In the recent case of Bugden v Royal Mail Group [2024], the Employment Appeal Tribunal (the EAT) found that the Employment Tribunal (the ET) should have considered redeployment as an alternative to dismissal when determining whether the dismissal fell within the range of reasonable responses. This was even though it wasn’t raised by either party in their pleadings, during the proceedings, or at the hearing.
Background
Mr Bugden worked for the Royal Mail Group (Royal Mail) for 25 years as a postal worker. Between 2015 and 2019 he took regular and substantial periods of absence amounting to 297 days across this period. Royal Mail engaged their disciplinary procedure after these absences meant that Mr Bugden failed to meet their attendance policy requirements. Following an Occupational Health assessment, Royal Mail offered for Mr Bugden to reduce his working hours, which he refused. This subsequently resulted in his dismissal on the basis that Royal Mail had no confidence his attendance would improve. At no point did Mr Bugden ask for redeployment to be explored.
Mr Bugden brought claims in the ET for unfair dismissal, disability discrimination and failure to make reasonable adjustments. The ET found that Royal Mail did not fail to make reasonable adjustments, as discounting his absences would not have been a reasonable adjustment, and his dismissal was found to be fair. His claims therefore failed.

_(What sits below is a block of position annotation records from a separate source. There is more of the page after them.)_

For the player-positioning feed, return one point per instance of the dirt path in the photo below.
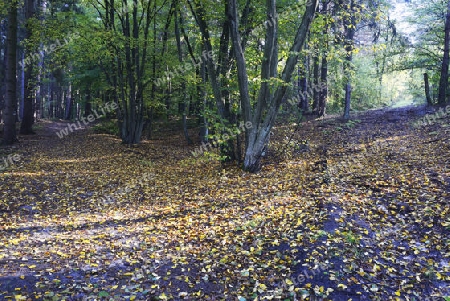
(83, 217)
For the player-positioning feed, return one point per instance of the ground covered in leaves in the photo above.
(340, 211)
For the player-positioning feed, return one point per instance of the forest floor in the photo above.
(359, 212)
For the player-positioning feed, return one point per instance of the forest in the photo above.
(225, 150)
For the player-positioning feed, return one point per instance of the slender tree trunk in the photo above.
(323, 92)
(10, 111)
(26, 127)
(315, 80)
(427, 89)
(185, 101)
(443, 83)
(263, 117)
(349, 25)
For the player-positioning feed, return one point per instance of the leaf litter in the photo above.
(362, 215)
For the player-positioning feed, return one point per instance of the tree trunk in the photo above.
(323, 92)
(315, 80)
(185, 101)
(10, 111)
(443, 83)
(349, 26)
(259, 121)
(26, 127)
(427, 89)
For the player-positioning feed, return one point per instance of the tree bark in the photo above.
(443, 83)
(26, 127)
(268, 104)
(323, 92)
(185, 101)
(10, 110)
(349, 26)
(427, 89)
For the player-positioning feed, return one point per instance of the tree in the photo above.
(10, 110)
(28, 112)
(262, 116)
(350, 30)
(443, 83)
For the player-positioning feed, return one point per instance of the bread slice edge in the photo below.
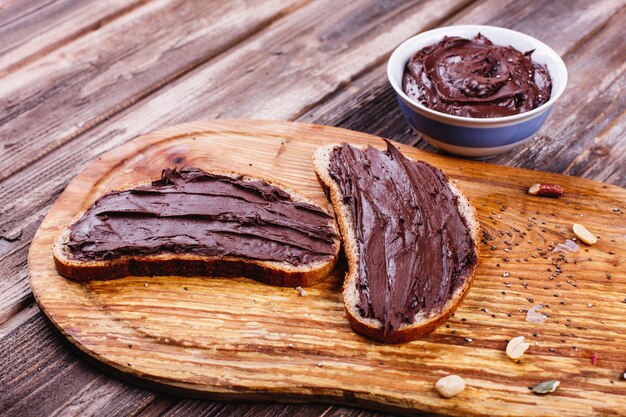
(270, 272)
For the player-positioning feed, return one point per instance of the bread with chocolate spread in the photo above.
(409, 235)
(196, 223)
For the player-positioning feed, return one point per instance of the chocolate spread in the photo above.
(195, 212)
(414, 246)
(475, 78)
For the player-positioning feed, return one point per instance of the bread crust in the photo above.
(370, 327)
(270, 272)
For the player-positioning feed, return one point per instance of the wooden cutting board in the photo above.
(239, 339)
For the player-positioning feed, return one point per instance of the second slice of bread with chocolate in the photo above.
(409, 235)
(192, 222)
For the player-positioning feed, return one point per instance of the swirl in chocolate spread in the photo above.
(414, 245)
(475, 78)
(195, 212)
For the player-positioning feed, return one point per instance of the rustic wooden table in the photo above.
(78, 78)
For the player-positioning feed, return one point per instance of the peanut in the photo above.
(516, 347)
(450, 385)
(546, 190)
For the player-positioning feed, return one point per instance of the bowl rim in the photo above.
(475, 120)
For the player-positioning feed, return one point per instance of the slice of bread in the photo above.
(190, 264)
(422, 324)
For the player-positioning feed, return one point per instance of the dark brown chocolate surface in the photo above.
(414, 246)
(195, 212)
(475, 78)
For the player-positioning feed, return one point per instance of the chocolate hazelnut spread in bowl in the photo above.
(476, 90)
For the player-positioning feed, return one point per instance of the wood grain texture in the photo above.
(186, 333)
(137, 54)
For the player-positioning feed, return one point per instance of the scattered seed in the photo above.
(450, 385)
(583, 234)
(12, 237)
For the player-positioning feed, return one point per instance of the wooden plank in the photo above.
(30, 29)
(371, 111)
(58, 381)
(248, 345)
(81, 84)
(52, 190)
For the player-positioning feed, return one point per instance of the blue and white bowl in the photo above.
(475, 137)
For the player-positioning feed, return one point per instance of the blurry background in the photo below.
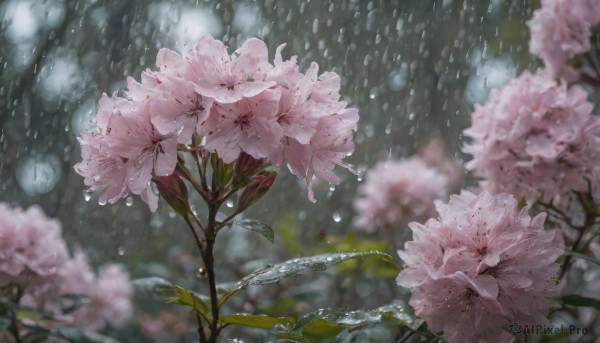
(414, 68)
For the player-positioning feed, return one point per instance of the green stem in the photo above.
(589, 221)
(209, 263)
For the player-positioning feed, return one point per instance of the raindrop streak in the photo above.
(38, 174)
(337, 217)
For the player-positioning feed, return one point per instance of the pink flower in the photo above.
(235, 103)
(331, 142)
(228, 78)
(109, 295)
(32, 250)
(398, 192)
(147, 152)
(434, 155)
(480, 265)
(535, 138)
(249, 125)
(102, 168)
(298, 116)
(561, 28)
(173, 103)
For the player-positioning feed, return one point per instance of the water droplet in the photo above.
(373, 93)
(337, 217)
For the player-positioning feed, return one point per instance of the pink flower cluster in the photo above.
(561, 28)
(237, 103)
(109, 294)
(481, 264)
(398, 192)
(530, 127)
(32, 250)
(34, 258)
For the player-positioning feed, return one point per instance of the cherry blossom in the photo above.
(532, 125)
(561, 28)
(32, 250)
(232, 104)
(398, 192)
(481, 264)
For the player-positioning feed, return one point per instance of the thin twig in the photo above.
(200, 328)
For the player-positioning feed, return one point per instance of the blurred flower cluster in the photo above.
(482, 262)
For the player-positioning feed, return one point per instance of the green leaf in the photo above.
(72, 334)
(584, 257)
(257, 320)
(298, 266)
(579, 301)
(304, 265)
(398, 313)
(329, 322)
(189, 298)
(154, 285)
(290, 337)
(254, 225)
(321, 329)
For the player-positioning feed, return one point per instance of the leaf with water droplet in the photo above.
(189, 298)
(254, 225)
(257, 320)
(326, 323)
(298, 266)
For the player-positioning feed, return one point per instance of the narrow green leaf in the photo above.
(321, 329)
(398, 314)
(254, 225)
(72, 334)
(584, 257)
(189, 298)
(304, 265)
(579, 301)
(290, 337)
(257, 320)
(154, 285)
(275, 273)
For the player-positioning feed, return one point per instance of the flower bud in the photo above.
(174, 191)
(245, 168)
(221, 170)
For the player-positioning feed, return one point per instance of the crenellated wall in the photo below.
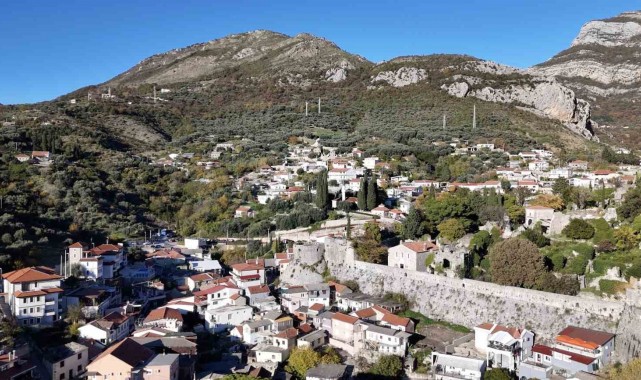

Mr Bugden appealed to the EAT, asserting that the ET failed to consider the issue of redeployment in that:
- Redeploying him into another role was a reasonable adjustment Royal Mail could have made given that the ET heard evidence that his health problems were worsened because of his manager’s behaviour. Although redeployment was not raised in pleadings, or at the hearing, Mr Bugden argued that the ET should have addressed this as a potential reasonable adjustment; and
- By failing to consider redeployment, the fairness of the dismissal was impacted.
EAT Judgment
The EAT found that on the particular facts, the ET did not err in failing to consider redeployment as a reasonable adjustment. This was not raised by Mr Bugden or his Occupational Health advisor prior to his dismissal nor was it raised by Mr Bugden in his pleadings, or at the hearing. Further, it was not sufficiently clear from the material presented to the ET what effect redeployment would have had on Mr Bugden had it been considered as a reasonable adjustment. This element of his appeal therefore failed.
However, the EAT found that redeployment should have been considered in the context of the unfair dismissal claim, as a matter of course by the ET, when considering alternatives to dismissal, and the impact of that on the reasonableness of a decision to dismiss. This was a crucial question when determining if a dismissal due to absences from ill health was reasonable in the circumstances, even if Mr Bugden had not raised it prior to his dismissal, in his pleadings, or at the hearing. In failing to consider this point, the ET was found to have erred in law. The matter was remitted back to the ET to consider this point.
Comment
This case is a valuable reminder to employers of the importance of adequately and meaningfully considering alternatives to dismissal to ensure the fairness of a dismissal. In this case, it was immaterial that Mr Bugden had not specifically raised the issue of redeployment in his pleadings, or at the hearing. The EAT still found that the ET should have considered this point as a matter of course when considering the fairness of the dismissal. This could therefore make all the difference between a fair and unfair dismissal finding.